As we can see Q-Value plots is all over the place, and this is with importance sampling applied over one time step. Imagine what will happen when we apply it over multiple time steps or whole episode length! Let's try again with smaller step size and larger number of steps

In [9]:
log = []
for _ in range(3):
    hist, perf = imps_sarsa(env, pol_beh=pi_skewed, pol_tar=pi_random, N=2000, alpha=0.05, learn=False)
    log.append(LogEntry('imps-sarsa', hist, perf))
plot_experiments(log, REF_RANDOM, 'I.S. SARSA - Follow Skewed, Eval. Random')
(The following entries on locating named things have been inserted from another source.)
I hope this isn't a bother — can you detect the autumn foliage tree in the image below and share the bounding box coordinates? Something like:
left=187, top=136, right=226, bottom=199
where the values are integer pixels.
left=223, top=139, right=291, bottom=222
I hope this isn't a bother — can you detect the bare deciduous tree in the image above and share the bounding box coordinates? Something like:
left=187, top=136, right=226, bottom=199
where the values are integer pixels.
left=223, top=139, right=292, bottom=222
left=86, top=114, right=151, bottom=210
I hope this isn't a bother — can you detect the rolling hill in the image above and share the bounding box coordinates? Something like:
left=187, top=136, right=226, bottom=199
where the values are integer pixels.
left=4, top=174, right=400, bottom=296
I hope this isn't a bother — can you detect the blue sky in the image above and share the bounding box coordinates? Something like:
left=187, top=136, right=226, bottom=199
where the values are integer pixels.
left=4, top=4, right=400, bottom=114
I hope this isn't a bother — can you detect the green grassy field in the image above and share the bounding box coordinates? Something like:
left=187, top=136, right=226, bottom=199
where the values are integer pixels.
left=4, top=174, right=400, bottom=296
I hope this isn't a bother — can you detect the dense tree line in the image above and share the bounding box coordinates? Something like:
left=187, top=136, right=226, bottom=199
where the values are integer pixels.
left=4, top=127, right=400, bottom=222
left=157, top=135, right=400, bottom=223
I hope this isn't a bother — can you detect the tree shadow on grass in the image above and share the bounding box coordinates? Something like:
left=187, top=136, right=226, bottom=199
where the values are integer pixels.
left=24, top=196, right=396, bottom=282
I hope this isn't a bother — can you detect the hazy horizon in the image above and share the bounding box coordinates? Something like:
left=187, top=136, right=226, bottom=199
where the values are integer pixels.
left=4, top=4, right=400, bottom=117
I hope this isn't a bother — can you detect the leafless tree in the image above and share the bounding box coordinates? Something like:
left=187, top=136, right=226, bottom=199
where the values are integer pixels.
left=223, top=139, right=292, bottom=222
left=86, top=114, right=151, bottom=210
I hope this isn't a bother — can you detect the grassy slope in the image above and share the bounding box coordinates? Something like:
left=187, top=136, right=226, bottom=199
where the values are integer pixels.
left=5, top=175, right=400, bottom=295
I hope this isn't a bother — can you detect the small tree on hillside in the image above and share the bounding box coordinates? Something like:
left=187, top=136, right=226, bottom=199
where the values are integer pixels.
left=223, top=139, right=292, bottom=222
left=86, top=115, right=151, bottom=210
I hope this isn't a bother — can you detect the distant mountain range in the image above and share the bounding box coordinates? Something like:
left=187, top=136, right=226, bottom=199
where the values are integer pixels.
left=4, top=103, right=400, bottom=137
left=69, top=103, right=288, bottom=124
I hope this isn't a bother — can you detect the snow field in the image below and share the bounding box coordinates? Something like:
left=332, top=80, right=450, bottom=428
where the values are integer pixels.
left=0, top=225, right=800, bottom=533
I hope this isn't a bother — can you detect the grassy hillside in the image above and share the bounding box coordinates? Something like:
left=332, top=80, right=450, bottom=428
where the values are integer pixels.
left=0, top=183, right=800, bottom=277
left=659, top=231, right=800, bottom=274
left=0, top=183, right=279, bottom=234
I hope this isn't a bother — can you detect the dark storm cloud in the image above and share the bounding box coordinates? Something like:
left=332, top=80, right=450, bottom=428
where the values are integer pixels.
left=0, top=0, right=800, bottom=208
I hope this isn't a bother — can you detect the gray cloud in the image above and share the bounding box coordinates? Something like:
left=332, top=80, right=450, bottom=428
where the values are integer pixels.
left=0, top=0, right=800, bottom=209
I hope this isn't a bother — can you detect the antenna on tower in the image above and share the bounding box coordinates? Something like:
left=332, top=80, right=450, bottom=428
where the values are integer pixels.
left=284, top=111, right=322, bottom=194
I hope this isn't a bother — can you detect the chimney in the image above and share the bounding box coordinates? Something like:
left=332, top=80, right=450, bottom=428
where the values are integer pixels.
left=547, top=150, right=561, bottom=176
This at least seems to converge.

Off-Policy Control

In [10]:
log = []
for _ in range(1):
    hist, perf = imps_sarsa(env, pol_beh=pi_random, pol_tar=pi_random, N=2000, alpha=0.01, learn=True)
    log.append(LogEntry('imps-sarsa', hist, perf))
plot_experiments(log, REF_GREEDY, 'I.S. SARSA Control')
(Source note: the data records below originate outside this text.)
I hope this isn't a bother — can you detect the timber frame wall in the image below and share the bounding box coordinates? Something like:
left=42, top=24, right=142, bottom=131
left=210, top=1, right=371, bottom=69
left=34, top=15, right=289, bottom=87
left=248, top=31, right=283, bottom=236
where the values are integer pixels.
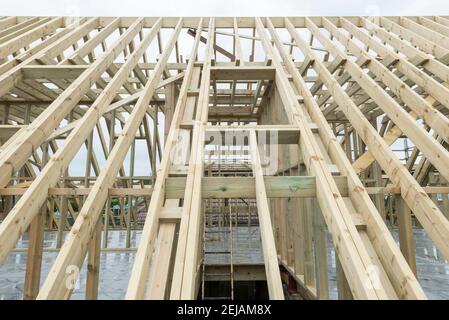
left=0, top=16, right=449, bottom=299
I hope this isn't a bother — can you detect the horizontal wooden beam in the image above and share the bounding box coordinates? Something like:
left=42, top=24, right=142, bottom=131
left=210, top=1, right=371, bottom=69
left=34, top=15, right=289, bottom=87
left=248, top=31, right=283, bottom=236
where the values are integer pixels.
left=210, top=66, right=276, bottom=80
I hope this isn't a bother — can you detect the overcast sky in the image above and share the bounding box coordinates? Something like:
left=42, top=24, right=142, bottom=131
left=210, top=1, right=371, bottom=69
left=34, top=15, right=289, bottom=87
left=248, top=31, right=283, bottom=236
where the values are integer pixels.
left=0, top=0, right=449, bottom=16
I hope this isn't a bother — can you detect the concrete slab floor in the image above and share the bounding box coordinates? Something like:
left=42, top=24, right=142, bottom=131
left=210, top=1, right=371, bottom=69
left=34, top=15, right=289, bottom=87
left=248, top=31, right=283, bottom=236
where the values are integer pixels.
left=0, top=226, right=449, bottom=299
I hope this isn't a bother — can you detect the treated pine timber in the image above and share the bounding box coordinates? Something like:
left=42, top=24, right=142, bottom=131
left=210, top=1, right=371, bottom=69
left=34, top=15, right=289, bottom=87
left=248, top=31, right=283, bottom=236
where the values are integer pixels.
left=0, top=16, right=449, bottom=299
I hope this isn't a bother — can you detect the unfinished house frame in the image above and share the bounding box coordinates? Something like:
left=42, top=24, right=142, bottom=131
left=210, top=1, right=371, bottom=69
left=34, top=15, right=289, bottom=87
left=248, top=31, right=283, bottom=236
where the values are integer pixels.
left=0, top=16, right=449, bottom=299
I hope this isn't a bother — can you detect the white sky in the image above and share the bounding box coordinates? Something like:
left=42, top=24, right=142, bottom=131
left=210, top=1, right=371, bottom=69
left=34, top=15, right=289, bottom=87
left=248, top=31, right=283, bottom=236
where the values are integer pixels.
left=0, top=0, right=440, bottom=175
left=0, top=0, right=449, bottom=16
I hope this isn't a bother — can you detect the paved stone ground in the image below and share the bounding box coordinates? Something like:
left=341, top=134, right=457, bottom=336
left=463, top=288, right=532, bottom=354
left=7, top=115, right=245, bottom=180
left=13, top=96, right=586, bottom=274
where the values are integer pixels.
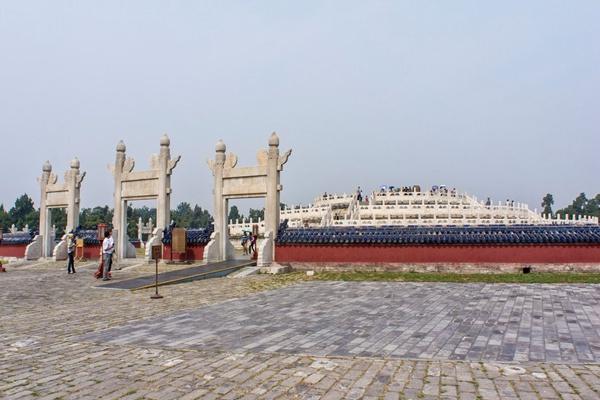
left=0, top=264, right=600, bottom=399
left=84, top=282, right=600, bottom=362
Control is a bit of a disaster. Part of the problem is that with greedy target policy expression $\pi({A_{t+1}}{S_{t+1}})$ will be equal to zero a lot, in which case learning will stop for these state-action pairs.

N-Step Importance Sampling SARSA

In [11]:
def nstep_imps_sarsa(env, pol_beh, pol_tar, N, alpha, nstep=float('inf'), learn=True):
    hist, perf = [], []
    Q = np.zeros(shape=[env.nb_st, env.nb_act])
    for ep in range(N):
        trajectory = generate_episode(env, pol_beh)
        trajectory_2 = generate_episode(env, pol_tar)
        for t in range(len(trajectory)-1):
            St, _, _, At = trajectory[t]
            
            disc = 1.0              # discount, tested with disc==1.0 only!
            T = len(trajectory)-1   # terminal state
            max_j = min(t+nstep, T) # last state iterated, inclusive
            tmp_disc = 1.0          # this will decay
            imps_mult = 1.0
            target = 0
            
            # Iterate from t+1 to t+nstep or T (inclusive start and finish)
            for j in range(t+1, max_j+1):
                Sj, Rj, _, Aj = trajectory[j]
                imps_mult *= (pol_tar[Sj, Aj] / pol_beh[Sj, Aj])
                target += tmp_disc * Rj
                tmp_disc *= disc
                
            # Note that Q[Sj, Aj] will have state-value of state t+nstep or
            # zero if t+nstep >= T as Q[St=T] must equal 0 for all actions
            Sj, _, _, Aj = trajectory[j]  # traj[j] is (obs, reward, done, action)
            target += tmp_disc * Q[Sj, Aj]
            target *= imps_mult
            
            Q[St, At] = Q[St, At] + alpha * (target - Q[St, At])
            
        if learn:  # set eps to None to disable improvement step
            pol_tar = make_eps_greedy(Q, 0.0)  # eps 0.0 makes policy greedy
            
        hist.append(Q.copy())
        perf.append(len(trajectory_2)-1)
    return np.array(hist), np.array(perf)

Off-Policy Prediction

In [12]:
log = []
for _ in range(5):
    hist, perf = nstep_imps_sarsa(env, pol_beh=pi_random, pol_tar=pi_random, N=200, alpha=0.2, nstep=2, learn=False)
    log.append(LogEntry('imps-sarsa', hist, perf))
plot_experiments(log, REF_RANDOM, 'N-Step I.S. SARSA - Follow Random, Eval. Random')
In [13]:
log = []
for _ in range(3):
    hist, perf = nstep_imps_sarsa(env, pol_beh=pi_skewed, pol_tar=pi_random, N=2000, alpha=0.01, nstep=3, learn=False)
    log.append(LogEntry('imps-sarsa', hist, perf))
plot_experiments(log, REF_RANDOM, 'N-Step I.S. SARSA - Follow Skewed, Eval. Random')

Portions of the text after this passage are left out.